I joined a close-contact networking group many years ago, which met regularly to pass business referrals to one another.

I was the president of the group at the time and remember inducting a new member, whom we will call “Phillip”.

He attended the meetings regularly and when it came to the part of the meetings where we passed referrals to each other, he would stand each week and say: “Nought to report.”

After six months, Phillip came to me and said: “I’m not going to renew my membership as I’m not getting anything out of these meetings. I’ve got hardly any business from belonging to this group. This just doesn’t work!”

In fact, I have heard similar stories or variations on the same theme over and over. Phillip went on to say:

* This group is fickle, they used me once and never again.”

* I’ve bought something from every single person in this room, but they’ve never bought anything from me.”

* The members just don’t understand my business.”

What Phillip had missed in his membership of our group was that to get a referral, sometimes you have to give a referral.

It’s called the law of reciprocity. In order to receive, you must first give, or you get back what you give out.

Phillip was quick to blame anyone and everyone else in the room, except himself.

If you belong to a networking group and aren’t getting referrals or if you pass referrals to other business people and aren’t getting any in return, whose fault is it?

I would suggest that all you need to do is look in a mirror and you will see the culprit staring straight back at you.

If you are thinking along the same lines as Phillip, then you may want to consider the following:

“This group is fickle, they used me once and never again.”

If you did business with a member or perhaps a new client, did you follow up to make sure he was happy with the goods or services you supplied?

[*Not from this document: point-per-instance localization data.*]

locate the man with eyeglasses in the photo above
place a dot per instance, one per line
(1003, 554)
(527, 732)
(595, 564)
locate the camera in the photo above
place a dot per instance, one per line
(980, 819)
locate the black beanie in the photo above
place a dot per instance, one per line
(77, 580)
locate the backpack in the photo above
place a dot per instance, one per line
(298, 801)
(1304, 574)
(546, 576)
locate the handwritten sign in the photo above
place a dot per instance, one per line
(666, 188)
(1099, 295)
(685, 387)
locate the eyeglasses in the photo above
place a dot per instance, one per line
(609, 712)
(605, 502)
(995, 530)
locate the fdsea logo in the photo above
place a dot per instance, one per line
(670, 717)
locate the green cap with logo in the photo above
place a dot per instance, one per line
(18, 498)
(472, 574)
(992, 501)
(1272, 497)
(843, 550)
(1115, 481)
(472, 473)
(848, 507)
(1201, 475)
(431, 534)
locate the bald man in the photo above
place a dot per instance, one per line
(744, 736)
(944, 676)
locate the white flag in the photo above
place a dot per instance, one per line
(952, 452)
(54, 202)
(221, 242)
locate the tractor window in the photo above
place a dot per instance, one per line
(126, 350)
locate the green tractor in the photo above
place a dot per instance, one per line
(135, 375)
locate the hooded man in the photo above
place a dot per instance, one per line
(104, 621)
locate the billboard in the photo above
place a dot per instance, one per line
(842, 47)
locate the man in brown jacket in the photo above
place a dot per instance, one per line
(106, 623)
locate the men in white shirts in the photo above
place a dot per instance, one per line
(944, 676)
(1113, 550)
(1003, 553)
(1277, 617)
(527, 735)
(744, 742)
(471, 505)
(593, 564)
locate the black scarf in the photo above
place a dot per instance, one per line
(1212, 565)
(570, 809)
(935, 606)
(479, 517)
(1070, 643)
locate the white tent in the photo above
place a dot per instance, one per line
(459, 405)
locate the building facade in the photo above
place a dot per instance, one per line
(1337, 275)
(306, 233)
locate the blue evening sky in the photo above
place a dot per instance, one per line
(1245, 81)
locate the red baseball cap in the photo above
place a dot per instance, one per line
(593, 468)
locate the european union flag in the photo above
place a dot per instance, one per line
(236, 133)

Did you go the extra mile to turn a customer into a regular client? Did you give him a reason to come back again and again to buy from you? Did you make sure the customer saw your best work the first time?

“I’ve bought something from every single person in this room, but they’ve never bought anything from me.”

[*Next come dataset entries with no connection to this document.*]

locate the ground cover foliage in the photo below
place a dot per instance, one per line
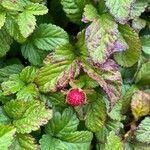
(101, 48)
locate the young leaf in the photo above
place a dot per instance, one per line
(13, 85)
(120, 9)
(36, 9)
(59, 70)
(28, 74)
(143, 75)
(140, 104)
(33, 54)
(138, 8)
(6, 136)
(5, 42)
(67, 121)
(48, 37)
(108, 77)
(143, 131)
(129, 57)
(24, 141)
(90, 13)
(74, 9)
(9, 70)
(26, 22)
(96, 114)
(28, 93)
(2, 18)
(103, 39)
(113, 142)
(31, 115)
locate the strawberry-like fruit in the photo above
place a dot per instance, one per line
(75, 97)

Often, people join networking groups thinking that it’s only the people in the immediate group that they are going to do business with.

Raise your aim! Research by social scientists confirms that every business person knows at least 250 other business people. Why limit yourself to just doing business with the person in the room?

An astute networker will give outstanding service on the first engagement with a view to cementing a longer-term relationship.

Once trust is established, then you can begin to tap into those other 250 people that each person in your network knows.

If you know 10 other business people and they trust you, suddenly you can access 2,500 people.

All that needs to happen next is for you to ask for a targeted referral to that network.

“The members just don’t understand my business.”

Finally, if the members don’t understand your business, you will never get access to those potential 2,500 contacts.

You must make the effort to educate your network.

Take time to meet with people in your network.

Arrange to meet one on one with the people in your network and take the time to learn about their business.

Then and only then can you teach them about your business.

Top 10 things to teach others

Tell the people in your network about:

* Your products and services;

* Your business hours;

* Your location and whether you are mobile or not;

* How to contact you by phone, e-mail and website;

* Your target market;

* Your ideal referral;

* The kind of business you are looking for;

* The kind of business you aren’t looking for;

* How to speak up and recommend you, give them words or phrases to listen for in everyday conversation; and

* How to set up an appointment with their client to introduce you as a recommended and preferred supplier.